La loi adoptée dans l’Illinois introduit une rupture majeure : elle retire aux géants de l’IA le droit de s’auto-évaluer. L’introduction d’audits indépendants réalisés par des tiers crée un tout nouveau marché de la certification technologique. Et celui-ci sera comparable aux cabinets d’audit financier ou aux organismes de certification de type ISO.

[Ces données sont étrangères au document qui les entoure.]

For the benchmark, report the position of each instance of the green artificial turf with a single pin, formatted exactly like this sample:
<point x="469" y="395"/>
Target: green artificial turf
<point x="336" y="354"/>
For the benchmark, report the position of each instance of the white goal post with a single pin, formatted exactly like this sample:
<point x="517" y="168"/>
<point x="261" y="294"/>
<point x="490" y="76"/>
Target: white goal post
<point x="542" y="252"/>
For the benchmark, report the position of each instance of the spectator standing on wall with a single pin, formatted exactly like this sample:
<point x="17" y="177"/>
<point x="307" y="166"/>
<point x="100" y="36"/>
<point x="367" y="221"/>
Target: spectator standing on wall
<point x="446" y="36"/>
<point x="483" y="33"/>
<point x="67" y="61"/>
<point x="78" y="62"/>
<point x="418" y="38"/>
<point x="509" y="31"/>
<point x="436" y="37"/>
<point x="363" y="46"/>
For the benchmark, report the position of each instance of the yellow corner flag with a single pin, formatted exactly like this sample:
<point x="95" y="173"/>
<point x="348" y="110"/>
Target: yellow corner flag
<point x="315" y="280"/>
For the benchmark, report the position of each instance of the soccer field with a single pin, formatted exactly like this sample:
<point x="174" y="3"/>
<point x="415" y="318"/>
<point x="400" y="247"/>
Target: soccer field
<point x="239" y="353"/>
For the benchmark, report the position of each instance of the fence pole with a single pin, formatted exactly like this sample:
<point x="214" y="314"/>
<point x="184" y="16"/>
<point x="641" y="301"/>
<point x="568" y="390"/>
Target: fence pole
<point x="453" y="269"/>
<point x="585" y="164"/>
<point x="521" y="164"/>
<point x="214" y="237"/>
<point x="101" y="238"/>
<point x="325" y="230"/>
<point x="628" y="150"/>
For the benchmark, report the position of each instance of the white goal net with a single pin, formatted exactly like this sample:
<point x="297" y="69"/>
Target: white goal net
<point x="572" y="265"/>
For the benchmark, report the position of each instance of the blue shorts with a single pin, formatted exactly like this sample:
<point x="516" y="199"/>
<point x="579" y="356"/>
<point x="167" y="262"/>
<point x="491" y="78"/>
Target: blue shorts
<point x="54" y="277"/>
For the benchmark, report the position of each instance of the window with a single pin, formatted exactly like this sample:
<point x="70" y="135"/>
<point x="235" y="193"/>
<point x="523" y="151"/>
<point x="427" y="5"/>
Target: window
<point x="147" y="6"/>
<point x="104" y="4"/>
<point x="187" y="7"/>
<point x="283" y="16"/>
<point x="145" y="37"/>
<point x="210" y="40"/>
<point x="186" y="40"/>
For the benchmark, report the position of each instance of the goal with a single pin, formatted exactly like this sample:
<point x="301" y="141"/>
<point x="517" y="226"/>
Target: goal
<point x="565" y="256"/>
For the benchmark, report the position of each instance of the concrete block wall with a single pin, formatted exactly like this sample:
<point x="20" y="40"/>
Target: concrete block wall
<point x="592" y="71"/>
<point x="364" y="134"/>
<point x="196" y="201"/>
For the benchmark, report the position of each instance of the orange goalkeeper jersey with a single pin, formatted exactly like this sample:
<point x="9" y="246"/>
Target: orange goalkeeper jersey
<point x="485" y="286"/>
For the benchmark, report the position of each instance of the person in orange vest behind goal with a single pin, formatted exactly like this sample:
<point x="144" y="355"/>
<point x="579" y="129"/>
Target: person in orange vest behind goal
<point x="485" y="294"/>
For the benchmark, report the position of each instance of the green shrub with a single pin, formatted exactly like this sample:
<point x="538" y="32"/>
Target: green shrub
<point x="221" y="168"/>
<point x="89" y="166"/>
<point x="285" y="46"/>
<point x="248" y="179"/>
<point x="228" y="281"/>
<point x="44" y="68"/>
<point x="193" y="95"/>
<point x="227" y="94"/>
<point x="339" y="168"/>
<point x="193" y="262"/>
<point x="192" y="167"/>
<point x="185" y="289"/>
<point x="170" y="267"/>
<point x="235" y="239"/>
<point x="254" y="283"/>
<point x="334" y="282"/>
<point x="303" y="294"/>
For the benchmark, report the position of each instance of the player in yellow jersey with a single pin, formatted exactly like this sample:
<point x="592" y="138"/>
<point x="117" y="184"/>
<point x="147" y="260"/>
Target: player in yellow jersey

Pour obtenir sa certification annuelle, un laboratoire d’IA doit désormais ouvrir ses portes à des experts extérieurs qui vont analyser :

  • Le « Red-Teaming » systématique : des ingénieurs en sécurité externes tentent de pousser l’IA à la faute en simulant des attaques cyber, des tentatives de manipulation psychologique ou des requêtes d’ingénierie inversée.
  • L’audit des bases d’apprentissage : les inspecteurs vérifient l’absence de données critiques hautement sensibles (formules chimiques, plans d’infrastructures critiques) dans les jeux d’entraînement du modèle.
  • L’évaluation des poids algorithmiques : l’analyse porte sur les mécanismes internes de filtrage pour s’assurer que les barrières de sécurité ne peuvent pas être désactivées après le déploiement du modèle par des techniques de contournement (jailbreak).